1. In this systematic review and meta-analysis, while aspirin use among patients without cardiovascular disease was associated with fewer adverse cardiovascular events, it was not associated with a reduction in all-cause mortality.
2. The use of aspirin in patients without cardiovascular disease was associated with increased risk of major bleeding.
Evidence Rating Level: 1 (Excellent)
Study Rundown: In patients with a history of cardiovascular disease, aspirin use has been associated with secondary prevention of stroke and myocardial infarction. However, the utility of aspirin for primary prevention in patients without a history of cardiovascular disease remains poorly understood. In this systematic review and meta-analysis including more than 160,000 patients, aspirin was associated with a reduction in the likelihood of adverse cardiovascular outcomes, such as cardiovascular mortality, nonfatal myocardial infarction, and nonfatal stroke, though there was no reduction in all-cause mortality. Aspirin was also found to significantly increase the risk of major bleeding events in this patient population.
While this study informs physicians regarding the use of aspirin as primary prevention of cardiovascular outcomes, it does not include a subgroup analysis to reveal any possible racial or gender differences in these outcomes. Previous studies have demonstrated that cardiovascular disease progression has both gender and racial differences, thus performing a subgroup analysis would allow physicians to better counsel their patients on the risks and benefits of aspirin use.

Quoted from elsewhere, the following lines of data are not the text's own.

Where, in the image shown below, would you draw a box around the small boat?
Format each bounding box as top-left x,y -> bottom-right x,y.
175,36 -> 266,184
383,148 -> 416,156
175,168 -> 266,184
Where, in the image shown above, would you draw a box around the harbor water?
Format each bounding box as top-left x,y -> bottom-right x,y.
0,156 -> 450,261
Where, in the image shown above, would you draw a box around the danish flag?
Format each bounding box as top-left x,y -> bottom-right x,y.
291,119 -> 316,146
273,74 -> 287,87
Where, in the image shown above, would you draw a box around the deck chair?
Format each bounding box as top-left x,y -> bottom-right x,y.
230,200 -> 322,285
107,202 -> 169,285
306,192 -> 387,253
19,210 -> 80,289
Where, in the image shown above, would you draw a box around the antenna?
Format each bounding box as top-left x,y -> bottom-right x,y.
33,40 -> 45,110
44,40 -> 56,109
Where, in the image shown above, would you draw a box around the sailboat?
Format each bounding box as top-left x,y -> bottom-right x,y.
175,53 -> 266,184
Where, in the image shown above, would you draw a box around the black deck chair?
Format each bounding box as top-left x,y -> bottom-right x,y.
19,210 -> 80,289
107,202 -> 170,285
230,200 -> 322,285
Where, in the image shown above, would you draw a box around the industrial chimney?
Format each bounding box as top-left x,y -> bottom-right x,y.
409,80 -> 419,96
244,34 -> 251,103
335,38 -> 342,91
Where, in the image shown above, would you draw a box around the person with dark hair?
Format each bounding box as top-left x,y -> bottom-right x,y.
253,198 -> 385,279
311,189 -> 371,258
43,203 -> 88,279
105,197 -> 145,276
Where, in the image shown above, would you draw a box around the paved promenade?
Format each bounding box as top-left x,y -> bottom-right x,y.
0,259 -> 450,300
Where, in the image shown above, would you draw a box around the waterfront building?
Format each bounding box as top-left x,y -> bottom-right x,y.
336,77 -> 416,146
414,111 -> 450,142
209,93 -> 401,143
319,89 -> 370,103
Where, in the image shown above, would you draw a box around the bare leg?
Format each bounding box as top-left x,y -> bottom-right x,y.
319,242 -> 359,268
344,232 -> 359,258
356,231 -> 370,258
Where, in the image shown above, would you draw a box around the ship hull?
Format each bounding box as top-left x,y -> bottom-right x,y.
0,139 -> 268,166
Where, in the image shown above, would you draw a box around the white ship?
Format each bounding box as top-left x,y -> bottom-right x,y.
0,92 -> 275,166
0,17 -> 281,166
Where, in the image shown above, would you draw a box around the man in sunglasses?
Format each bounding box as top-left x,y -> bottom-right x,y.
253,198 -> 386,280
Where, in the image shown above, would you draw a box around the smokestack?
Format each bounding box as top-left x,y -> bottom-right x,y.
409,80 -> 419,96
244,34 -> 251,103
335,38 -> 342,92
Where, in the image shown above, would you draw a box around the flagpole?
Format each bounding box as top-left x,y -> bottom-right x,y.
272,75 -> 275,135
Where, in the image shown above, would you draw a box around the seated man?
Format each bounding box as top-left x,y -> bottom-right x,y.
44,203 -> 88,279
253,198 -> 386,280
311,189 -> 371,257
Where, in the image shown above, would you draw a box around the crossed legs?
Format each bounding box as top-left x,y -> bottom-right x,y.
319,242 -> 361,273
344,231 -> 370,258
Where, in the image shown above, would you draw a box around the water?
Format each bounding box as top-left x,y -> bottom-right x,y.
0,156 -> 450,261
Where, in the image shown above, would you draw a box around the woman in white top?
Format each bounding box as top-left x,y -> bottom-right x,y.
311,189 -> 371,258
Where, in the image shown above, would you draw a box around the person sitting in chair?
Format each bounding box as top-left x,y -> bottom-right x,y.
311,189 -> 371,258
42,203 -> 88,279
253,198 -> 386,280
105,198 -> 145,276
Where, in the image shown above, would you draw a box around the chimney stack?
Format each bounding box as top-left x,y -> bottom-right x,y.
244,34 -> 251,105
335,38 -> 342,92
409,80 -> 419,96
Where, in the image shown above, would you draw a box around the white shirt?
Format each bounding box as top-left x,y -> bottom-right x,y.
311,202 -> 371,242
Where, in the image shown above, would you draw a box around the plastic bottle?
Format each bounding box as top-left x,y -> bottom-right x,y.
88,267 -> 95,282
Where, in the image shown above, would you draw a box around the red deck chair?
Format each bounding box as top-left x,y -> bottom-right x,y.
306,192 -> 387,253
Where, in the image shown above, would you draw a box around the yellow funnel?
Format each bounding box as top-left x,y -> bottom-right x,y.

In-Depth [systematic review and meta-analysis]: This study identified 1385 articles, of which, 21 met inclusion criteria and reported on 13 studies. These studies included 164,225 patients with a total of 1,050,511 patient-years of follow up. The primary cardiovascular outcome was a composite of cardiovascular mortality, nonfatal myocardial infarction, and nonfatal stroke (ischemic and hemorrhagic). The primary bleeding outcome was major bleeding of any kind as defined by the individual studies. Aspirin use was associated with a significant reduction in the composite cardiovascular outcome compared to no aspirin use (Hazard Ratio 0.89; CI95 0.84 to 0.95; number-needed-to-treat 265). This reduction in the composite cardiovascular outcome was present for patients who were both at low and high risk of cardiovascular events. The use of aspirin was not associated with a significant reduction in all-cause mortality (HR 0.94; CI95 0.88 to 1.01). Aspirin use was associated with an increased risk of major bleeding events compared to no aspirin use (HR 1.43; CI95 1.30 to 1.56; number-needed-to-harm 210). Aspirin use was associated with a 1.34 times higher likelihood of intracranial hemorrhage and a 1.56 times higher likelihood in major gastrointestinal bleeding.